A Sydney Morning Herald report alleging that Beijing is eyeing a military base in the South Pacific provoked swift denials from both China and the island nation of Vanuatu on Tuesday, while prompting renewed speculation about Beijing’s ambitions for greater military influence in the region.
The specifics of the report are as follows:
“[Sydney Morning Herald parent] Fairfax Media can reveal there have been preliminary discussions between the Chinese and Vanuatu governments about a military build-up in the island nation.
“While no formal proposals have been put to Vanuatu’s government, senior security officials believe Beijing’s plans could culminate in a full military base.”

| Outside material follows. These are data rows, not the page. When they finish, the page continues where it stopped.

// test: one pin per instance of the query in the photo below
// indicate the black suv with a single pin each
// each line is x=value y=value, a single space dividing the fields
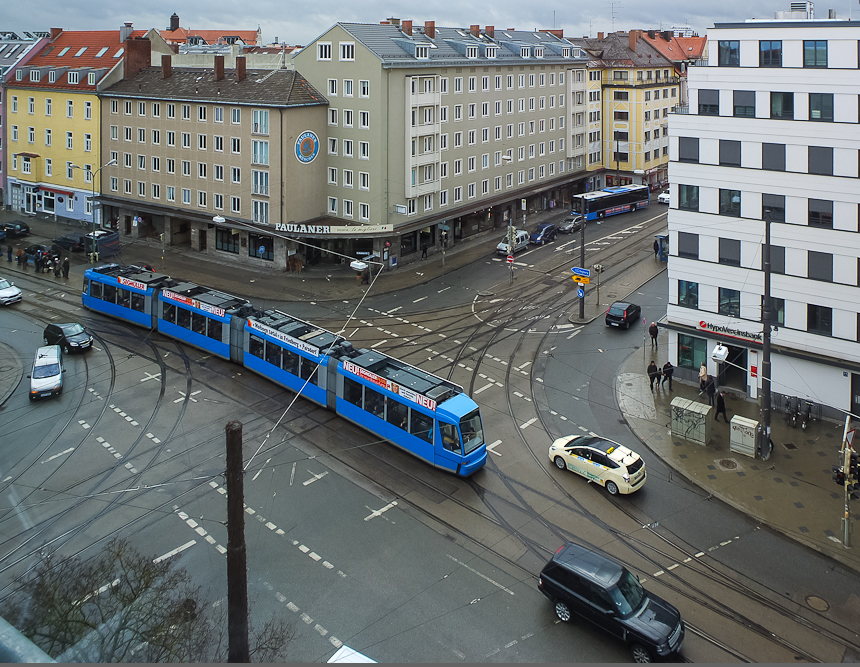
x=582 y=582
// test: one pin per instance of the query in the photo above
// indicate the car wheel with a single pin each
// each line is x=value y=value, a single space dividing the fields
x=640 y=653
x=562 y=611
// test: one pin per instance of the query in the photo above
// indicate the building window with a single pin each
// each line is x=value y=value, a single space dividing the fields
x=730 y=302
x=688 y=294
x=728 y=53
x=688 y=245
x=688 y=149
x=730 y=252
x=770 y=54
x=814 y=53
x=821 y=107
x=730 y=203
x=820 y=213
x=688 y=197
x=819 y=320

Australian Prime Minister Malcolm Turnbull said it was essential to regional stability that China not expand its military presence in the South Pacific.
“We would view with great concern the establishment of any foreign military bases in those Pacific Island countries and neighbours of ours,” he was quoted as telling reporters.

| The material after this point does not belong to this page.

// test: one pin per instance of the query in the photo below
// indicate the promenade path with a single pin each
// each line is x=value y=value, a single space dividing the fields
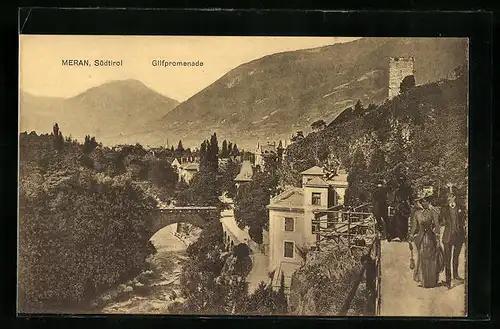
x=401 y=296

The report went on to cite sources as saying Beijing would employ what is often referred to as a “salami-slicing” strategy, proceeding in small incremental steps toward a long-term goal of increased military presence.
China and Vanuatu issued categorical denials of the news.
“No one in the Vanuatu government has ever talked about a Chinese military base in Vanuatu of any sort,” Foreign Minister Ralph Regenvanu was quoted by the Australian Broadcasting Corporation as saying.
“We are a non-aligned country. We are not interested in militarization.”
In response to a Chinese-language question at a regular press briefing on Tuesday, China’s Foreign Ministry spokesman, Geng Shuang, used the English words “fake news” to describe the report.
“You should have already noticed, Vanuatu’s Foreign Ministry already cleared the record,” Geng said.